Doce festa da morte

A sociedade das almas o convida esta noite para um esplendoroso baile de máscaras.

Era o que dizia o convite nas mãos de Ichigo.

Baile?

Ele estava curioso. Já fazia alguns anos desde que nunca mais ouvira falar na sociedade das almas. Sua ligação com aquele mundo foi rompida quando decidiu seguir sua vida como um simples humano.

Daquele tempo, só restavam lembranças...

Agora, estava casado, com um bom emprego (médico, como o pai), tinha filhos para cuidar e levava uma vida digamos no mínimo... Normal.

- Um baile...] – Ele refletia olhando o refinado papel em preto com detalhes em branco em sua mão.

Que intrigante seria por uma noite vivenciar tudo aquilo novamente. A emoção de sacar sua zapakutou, a euforia da caçada a um Hollow... Por um instante tudo veio a sua mente como uma enxurrada de recordações.

Não, não.

Isso não fazia mais parte dele.

Ele devia situar-se na realidade, era apenas uma festa afinal. Um estranho convite a uma festa. Na verdade, Ichigo nunca ouvira antes falar que havia coisas assim na Soul Society. E porque logo ele havia de ser convidado?

***

Velhos amigos vieram lhe buscar. Urahara Kisuke trajava smoking, tinha a barba feita e comportava-se elegantemente. Muito diferente do que Ichigo conhecia.
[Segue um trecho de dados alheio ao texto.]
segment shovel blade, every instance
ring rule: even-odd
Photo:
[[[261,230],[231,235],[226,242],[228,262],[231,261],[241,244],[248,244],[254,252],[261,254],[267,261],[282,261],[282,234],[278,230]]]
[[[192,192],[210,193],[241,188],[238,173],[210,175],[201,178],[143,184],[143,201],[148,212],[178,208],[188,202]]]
Ao lado do homem, estava uma mulher sensual e bem vestida, se portando tão ou mais elegantemente que o loiro.

- Yoruichi-san? – Espantou-se o ruivo.

- O convite foi estendido a sua esposa Ichigo. Onde ela está? – A morena o inquiriu, percebendo que a esposa não estava com ele.

- Inoue preferiu ficar com as crianças. Agradeceu o convite e disse que fica para uma próxima. – Ichigo mentiu. Não havia dito nada à agora então senhora Kurosaki. Não sabia bem o porquê de ter omitido isso. Para ela seria mais um plantão do marido no hospital, e ele preferiu deixar que ela pensasse assim.

- Entendo. Vamos indo então, Kurosaki-kun. – Urahara sorriu para Yoruichi, tudo estava como esperavam.

***

Chegaram a um magnífico castelo que reluzia de forma imponente.

As imensas portas se abriram revelando um pomposo salão que mal comportava toda aquela massa de dançarinos de máscaras que iam e vinham ao som de uma fantástica melodia clássica que tocava.

- Coloque sua máscara e divirta-se, Ichigo.

O ruivo iria agradecer, mas misteriosamente Urahara e Yoruichi desapareceram em meio a multidão de mascarados. Ele estava sozinho e agora entregue ao borbulhar de inusitadas fantasias que emergiam de todos os lugares... Posicionou sua máscara ao rosto e caminhou pelo salão.

Várias moças vinham convidá-lo para dançar. Mas ele a todas recusava. Ainda buscava o sentido de estar ali.

A música inebriava os seus sentidos ao passo que as bandejas que passavam com vinho lhe pareceram muito atrativas.

Um sorriso lhe chamou a atenção dentre tantos que se mostravam por onde quer que passasse. Aquele sorriso... Moveu-se desajeitado para ir atrás dele, mas logo se perdeu em meio a tanta gente.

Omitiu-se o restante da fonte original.